EVIDENCE FOR THYROIDAL SECRETION OF 3,3'',5''-TRIIODOTHYRONINE IN MAN AND ITS CONTROL BY TSH

Thyroidal secretion of 3,3',5'-triiodothyronine (reverse T3, rT3) and its control by TSH was assessed by measuring (1) arterio-venous hormone gradients in patients undergoing surgery, (2) changes of hormone concentrations after induction of anaesthesia, and (3) changes induced by TRH administration.
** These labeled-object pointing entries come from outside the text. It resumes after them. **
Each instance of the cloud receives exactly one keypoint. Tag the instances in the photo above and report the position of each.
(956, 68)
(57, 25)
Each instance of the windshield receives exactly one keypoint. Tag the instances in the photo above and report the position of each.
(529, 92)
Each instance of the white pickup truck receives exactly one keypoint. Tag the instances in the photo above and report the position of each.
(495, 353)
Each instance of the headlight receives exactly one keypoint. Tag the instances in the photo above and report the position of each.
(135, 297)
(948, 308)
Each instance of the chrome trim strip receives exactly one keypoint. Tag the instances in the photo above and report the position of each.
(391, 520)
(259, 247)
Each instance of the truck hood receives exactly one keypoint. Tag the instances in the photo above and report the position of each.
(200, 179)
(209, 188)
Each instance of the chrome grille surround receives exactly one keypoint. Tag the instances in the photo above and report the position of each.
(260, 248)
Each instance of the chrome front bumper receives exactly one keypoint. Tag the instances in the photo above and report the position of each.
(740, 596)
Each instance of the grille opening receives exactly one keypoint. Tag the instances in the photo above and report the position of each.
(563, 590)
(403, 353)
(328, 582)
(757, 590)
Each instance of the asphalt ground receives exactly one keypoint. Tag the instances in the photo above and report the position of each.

In ten patients in whom thyroid activity was under TSH control (parathyroidectomy and non-toxic goitre) increased thyroid vein/carotid artery ratios (TV/CA) for rT3 (mean TV/CA ratio 2.53) were found when compared to six patients with non-toxic goitre on suppressive doses of T4 (mean TV/CA ratio, 1.27) (P less than 0.05). The mean calculated operative secretion rate of rT3 was 12.5 microgram/day but only 2.4 microgram/day in patients receiving T4. In thirteen patients undergoing elective surgery induction of anaesthesia significantly increased rT3 levels. In nine euthyroid adults intravenous TRH (200 microgram) increased peripheral venous rT3 levels between 3 h (P less than 0.005) and 8 h (P less than 0.05) after the injection. It is concluded that significant amounts of rT3 are secreted by the thyroid gland at operation and this is, in part, under TSH control.